The enterprise of Lord Dunmore deserves more particular mention. His proclamation was thus explicit:—

“And I do hereby further declare all indented servants, negroes or others (appertaining to rebels), free, that are able and willing to bear arms, they joining his Majesty’s troops as soon as may be, for the more speedily reducing this colony to a proper sense of their duty to his Majesty’s crown and dignity.”[119]

Its effect is amply attested. Edmund Pendleton writes to Richard Henry Lee: “Letters mention that slaves flock to him in abundance; but I hope it is magnified.”[120] Lord Dunmore reports to his Government at home: “I have been endeavoring to raise two regiments here,—one of white people, the other of black.

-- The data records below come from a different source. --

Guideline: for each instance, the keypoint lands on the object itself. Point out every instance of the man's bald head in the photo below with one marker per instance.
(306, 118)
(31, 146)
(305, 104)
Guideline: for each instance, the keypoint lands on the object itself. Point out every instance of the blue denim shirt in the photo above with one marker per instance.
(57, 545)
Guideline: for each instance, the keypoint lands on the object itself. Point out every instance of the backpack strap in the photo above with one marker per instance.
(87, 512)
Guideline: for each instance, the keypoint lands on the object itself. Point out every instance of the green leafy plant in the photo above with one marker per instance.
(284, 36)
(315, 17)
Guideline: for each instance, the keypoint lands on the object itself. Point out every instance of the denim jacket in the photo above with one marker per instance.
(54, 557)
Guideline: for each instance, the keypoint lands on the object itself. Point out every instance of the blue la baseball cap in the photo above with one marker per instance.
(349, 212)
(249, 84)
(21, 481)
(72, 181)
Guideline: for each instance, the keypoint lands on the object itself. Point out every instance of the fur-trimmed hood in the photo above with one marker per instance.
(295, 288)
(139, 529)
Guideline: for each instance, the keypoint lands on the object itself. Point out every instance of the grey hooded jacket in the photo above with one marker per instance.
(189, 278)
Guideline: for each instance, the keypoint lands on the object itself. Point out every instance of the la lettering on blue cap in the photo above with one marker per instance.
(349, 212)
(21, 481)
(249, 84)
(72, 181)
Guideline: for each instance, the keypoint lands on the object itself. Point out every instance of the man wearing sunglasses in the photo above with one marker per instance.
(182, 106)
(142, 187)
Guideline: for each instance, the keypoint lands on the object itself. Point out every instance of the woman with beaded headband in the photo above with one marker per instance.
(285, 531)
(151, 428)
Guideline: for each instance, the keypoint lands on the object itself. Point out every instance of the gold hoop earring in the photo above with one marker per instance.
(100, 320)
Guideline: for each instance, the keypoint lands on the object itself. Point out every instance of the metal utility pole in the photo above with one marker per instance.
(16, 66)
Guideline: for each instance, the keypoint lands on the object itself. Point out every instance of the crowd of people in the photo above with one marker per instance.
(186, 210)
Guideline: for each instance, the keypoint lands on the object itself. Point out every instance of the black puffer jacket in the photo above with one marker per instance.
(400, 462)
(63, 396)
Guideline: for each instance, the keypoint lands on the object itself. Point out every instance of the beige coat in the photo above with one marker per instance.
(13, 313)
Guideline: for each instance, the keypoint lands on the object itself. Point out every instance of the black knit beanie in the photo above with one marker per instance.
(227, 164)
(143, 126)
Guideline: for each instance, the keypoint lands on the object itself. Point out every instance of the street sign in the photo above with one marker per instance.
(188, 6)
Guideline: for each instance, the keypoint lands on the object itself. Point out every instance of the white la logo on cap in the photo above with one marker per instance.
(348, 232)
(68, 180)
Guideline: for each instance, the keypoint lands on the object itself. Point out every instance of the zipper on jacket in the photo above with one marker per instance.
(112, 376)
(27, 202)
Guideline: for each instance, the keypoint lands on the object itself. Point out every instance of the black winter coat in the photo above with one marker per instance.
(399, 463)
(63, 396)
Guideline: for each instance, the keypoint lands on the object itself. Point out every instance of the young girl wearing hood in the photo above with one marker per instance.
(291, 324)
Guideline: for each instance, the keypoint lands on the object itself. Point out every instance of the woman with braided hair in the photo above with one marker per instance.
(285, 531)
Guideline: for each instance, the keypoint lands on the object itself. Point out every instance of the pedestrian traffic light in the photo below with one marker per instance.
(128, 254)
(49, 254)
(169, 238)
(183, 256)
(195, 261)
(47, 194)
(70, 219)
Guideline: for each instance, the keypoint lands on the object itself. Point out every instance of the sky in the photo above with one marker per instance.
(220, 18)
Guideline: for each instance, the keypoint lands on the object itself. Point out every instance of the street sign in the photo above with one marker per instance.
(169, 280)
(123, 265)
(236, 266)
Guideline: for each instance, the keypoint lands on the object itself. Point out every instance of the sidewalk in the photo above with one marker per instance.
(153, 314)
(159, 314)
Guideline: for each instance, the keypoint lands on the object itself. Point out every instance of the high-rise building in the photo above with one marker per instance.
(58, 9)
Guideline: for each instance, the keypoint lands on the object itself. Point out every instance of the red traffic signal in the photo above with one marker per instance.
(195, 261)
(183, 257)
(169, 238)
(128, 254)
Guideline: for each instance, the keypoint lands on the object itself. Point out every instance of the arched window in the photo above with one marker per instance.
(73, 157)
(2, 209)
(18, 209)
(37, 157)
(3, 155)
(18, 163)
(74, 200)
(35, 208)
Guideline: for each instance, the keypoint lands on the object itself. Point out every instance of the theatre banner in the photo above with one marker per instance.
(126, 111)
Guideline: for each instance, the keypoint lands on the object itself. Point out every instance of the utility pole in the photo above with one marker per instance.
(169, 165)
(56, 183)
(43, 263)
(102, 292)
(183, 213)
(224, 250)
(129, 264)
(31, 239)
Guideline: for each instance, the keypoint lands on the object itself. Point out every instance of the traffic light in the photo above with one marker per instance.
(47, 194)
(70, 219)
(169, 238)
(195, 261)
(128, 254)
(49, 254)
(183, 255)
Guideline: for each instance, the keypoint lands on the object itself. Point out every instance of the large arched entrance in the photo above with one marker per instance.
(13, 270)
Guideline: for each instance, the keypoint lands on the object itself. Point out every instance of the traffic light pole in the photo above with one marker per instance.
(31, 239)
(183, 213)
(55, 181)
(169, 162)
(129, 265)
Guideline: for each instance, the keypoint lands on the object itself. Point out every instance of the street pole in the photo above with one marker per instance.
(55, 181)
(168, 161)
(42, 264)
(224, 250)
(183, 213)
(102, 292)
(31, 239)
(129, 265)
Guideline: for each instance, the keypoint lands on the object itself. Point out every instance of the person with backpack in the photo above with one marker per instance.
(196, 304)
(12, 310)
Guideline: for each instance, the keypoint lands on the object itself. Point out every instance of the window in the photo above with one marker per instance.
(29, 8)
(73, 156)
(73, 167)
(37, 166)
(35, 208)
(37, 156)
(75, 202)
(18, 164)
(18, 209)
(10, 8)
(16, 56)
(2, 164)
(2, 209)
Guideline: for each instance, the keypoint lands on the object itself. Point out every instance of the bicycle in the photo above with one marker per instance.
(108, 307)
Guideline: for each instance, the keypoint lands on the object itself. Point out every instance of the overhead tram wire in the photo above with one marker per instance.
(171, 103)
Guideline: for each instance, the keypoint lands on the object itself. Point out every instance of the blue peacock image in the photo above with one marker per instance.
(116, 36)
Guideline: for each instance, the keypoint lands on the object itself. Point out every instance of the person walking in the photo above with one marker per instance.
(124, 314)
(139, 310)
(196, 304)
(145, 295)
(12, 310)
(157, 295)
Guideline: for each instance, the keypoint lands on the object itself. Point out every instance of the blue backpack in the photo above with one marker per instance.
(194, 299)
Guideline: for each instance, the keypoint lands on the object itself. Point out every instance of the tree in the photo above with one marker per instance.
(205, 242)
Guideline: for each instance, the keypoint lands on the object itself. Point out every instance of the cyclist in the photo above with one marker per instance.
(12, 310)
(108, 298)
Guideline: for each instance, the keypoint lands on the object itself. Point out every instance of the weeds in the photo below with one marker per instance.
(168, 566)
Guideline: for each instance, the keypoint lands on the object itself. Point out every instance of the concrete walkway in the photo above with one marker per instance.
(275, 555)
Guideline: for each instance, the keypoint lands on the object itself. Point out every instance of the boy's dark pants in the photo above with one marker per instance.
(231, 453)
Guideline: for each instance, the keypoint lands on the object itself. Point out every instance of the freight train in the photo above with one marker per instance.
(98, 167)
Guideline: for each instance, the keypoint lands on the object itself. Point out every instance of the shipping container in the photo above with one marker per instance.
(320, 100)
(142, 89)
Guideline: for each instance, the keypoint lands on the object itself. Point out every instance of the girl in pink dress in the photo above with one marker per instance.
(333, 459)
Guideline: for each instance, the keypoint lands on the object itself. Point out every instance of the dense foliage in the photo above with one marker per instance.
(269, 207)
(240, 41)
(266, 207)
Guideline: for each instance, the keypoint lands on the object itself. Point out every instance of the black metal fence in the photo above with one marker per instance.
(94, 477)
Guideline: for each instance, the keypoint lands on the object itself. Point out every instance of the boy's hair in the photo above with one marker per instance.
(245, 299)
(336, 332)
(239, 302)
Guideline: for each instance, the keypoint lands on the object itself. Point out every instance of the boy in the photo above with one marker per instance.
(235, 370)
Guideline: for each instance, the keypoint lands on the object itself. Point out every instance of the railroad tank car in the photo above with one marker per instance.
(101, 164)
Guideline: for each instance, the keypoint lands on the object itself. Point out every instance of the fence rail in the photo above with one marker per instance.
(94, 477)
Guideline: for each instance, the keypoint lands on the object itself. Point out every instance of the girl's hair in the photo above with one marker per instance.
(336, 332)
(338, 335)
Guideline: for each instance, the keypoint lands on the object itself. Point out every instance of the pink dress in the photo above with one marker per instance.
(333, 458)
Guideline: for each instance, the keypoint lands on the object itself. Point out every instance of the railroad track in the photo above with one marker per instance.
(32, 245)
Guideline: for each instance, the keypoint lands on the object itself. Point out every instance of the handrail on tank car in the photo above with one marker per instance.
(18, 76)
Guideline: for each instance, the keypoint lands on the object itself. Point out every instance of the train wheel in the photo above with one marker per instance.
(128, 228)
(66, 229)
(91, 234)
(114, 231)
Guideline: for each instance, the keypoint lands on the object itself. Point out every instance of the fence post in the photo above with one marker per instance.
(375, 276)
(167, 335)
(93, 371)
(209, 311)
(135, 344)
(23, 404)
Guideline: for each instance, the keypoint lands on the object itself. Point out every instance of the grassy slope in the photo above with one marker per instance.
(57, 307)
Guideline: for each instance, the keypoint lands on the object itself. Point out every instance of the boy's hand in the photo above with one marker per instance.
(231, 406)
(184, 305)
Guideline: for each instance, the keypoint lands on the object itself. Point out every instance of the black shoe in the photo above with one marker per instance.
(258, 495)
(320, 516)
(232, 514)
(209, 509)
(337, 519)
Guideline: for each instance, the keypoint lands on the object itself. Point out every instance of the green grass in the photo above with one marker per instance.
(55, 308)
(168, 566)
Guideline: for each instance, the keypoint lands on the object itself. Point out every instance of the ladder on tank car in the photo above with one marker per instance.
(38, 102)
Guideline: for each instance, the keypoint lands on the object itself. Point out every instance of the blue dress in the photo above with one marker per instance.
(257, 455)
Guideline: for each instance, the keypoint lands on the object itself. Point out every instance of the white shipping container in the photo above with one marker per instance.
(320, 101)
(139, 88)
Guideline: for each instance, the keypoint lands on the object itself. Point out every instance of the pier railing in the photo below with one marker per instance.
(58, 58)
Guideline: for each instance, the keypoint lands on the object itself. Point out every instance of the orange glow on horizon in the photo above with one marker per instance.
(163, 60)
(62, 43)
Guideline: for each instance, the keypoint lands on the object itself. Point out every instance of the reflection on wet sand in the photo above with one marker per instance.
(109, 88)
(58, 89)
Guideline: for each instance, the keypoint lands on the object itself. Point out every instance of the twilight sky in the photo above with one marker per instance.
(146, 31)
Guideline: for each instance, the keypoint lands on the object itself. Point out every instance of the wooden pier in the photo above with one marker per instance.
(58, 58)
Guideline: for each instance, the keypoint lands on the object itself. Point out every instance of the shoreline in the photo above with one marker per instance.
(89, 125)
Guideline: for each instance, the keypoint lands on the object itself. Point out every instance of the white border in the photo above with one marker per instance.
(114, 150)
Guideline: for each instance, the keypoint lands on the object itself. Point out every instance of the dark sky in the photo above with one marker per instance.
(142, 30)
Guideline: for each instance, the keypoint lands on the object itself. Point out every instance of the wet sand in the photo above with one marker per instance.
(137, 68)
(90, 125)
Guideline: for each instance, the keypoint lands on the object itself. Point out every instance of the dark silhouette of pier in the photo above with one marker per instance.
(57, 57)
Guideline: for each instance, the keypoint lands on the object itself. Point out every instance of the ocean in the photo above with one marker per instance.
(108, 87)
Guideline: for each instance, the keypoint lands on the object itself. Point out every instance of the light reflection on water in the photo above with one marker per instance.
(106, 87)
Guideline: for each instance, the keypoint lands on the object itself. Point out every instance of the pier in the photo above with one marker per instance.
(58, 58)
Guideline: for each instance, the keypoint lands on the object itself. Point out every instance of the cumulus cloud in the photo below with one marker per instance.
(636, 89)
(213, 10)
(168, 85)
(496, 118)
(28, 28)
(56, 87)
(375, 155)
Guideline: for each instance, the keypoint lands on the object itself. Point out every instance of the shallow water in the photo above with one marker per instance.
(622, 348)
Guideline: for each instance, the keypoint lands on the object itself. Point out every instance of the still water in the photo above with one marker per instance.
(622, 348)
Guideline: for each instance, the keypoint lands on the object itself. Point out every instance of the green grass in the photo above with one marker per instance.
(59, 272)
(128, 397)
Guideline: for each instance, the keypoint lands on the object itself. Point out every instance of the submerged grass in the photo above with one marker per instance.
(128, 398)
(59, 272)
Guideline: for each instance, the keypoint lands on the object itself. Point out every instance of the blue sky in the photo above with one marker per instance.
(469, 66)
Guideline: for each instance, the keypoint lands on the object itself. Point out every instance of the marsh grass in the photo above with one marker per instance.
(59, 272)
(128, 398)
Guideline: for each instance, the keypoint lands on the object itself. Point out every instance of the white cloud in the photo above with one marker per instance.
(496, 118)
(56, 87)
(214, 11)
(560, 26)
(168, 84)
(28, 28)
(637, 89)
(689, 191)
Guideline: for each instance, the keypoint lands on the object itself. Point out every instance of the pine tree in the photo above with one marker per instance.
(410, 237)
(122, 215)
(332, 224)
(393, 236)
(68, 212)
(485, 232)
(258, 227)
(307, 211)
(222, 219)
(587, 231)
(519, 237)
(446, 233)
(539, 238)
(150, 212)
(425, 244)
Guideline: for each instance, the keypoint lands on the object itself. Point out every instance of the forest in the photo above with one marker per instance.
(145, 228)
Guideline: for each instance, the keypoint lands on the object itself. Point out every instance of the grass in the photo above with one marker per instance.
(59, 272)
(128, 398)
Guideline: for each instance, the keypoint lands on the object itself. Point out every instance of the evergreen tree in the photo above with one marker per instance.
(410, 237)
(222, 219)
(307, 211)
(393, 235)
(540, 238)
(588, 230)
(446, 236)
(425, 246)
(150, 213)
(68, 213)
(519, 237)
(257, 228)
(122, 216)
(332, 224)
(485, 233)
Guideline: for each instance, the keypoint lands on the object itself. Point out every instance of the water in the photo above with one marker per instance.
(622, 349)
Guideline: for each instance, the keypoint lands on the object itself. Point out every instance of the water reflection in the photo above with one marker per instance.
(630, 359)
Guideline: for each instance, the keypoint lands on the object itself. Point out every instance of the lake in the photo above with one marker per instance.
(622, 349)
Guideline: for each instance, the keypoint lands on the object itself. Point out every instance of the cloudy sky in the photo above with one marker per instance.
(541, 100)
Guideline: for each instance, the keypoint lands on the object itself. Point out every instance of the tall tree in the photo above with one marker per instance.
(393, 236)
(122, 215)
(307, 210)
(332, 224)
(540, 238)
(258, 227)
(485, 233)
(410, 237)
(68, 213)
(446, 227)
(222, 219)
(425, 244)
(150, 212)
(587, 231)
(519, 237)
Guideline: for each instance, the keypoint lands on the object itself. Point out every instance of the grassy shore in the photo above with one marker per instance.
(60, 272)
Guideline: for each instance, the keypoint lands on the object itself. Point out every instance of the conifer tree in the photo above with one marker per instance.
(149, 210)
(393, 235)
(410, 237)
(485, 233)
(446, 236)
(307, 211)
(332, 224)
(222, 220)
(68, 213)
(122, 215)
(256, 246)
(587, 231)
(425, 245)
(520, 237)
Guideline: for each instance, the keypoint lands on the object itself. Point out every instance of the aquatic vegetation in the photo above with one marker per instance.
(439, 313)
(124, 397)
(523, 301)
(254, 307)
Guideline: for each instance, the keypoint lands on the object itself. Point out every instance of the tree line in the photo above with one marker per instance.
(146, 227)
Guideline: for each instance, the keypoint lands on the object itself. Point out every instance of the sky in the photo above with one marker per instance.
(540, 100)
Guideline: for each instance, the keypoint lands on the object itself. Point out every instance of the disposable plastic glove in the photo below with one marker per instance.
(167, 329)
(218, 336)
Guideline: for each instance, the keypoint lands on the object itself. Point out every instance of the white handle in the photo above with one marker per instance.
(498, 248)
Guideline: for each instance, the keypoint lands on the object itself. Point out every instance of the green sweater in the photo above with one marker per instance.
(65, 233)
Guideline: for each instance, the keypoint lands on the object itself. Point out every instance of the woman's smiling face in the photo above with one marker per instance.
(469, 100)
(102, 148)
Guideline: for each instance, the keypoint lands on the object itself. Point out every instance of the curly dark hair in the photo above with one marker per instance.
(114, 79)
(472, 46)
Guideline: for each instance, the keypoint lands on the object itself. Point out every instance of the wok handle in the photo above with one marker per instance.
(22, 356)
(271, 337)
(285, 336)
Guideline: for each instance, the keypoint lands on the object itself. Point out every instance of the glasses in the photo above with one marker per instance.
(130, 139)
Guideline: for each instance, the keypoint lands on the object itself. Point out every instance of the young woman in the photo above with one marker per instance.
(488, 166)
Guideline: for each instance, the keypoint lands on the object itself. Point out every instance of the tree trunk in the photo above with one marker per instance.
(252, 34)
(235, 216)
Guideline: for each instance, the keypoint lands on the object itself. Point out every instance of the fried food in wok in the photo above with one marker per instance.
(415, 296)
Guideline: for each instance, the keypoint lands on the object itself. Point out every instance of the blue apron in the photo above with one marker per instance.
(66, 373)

The former goes on very slowly, but the latter very well.”[121] Nothing shows the consternation more than a letter of Washington, who, after saying that “Lord Dunmore should be instantly crushed, if it takes the force of the whole colony to do it,” proceeds:—

“Otherwise, like a snow-ball in rolling, his army will get size,—some through fear, some through promises, and some through inclination joining his standard: but that which renders the measure indispensably necessary is the negroes; for, if he gets formidable, numbers of them will be tempted to join who will be afraid to do it without.”[122]

To these authorities add the exclamation of Zubly, in the Continental Congress from Georgia:—

“I look on the plan we heard of yesterday to be vile, abominable, and infernal; but I am afraid it is practicable.”[123]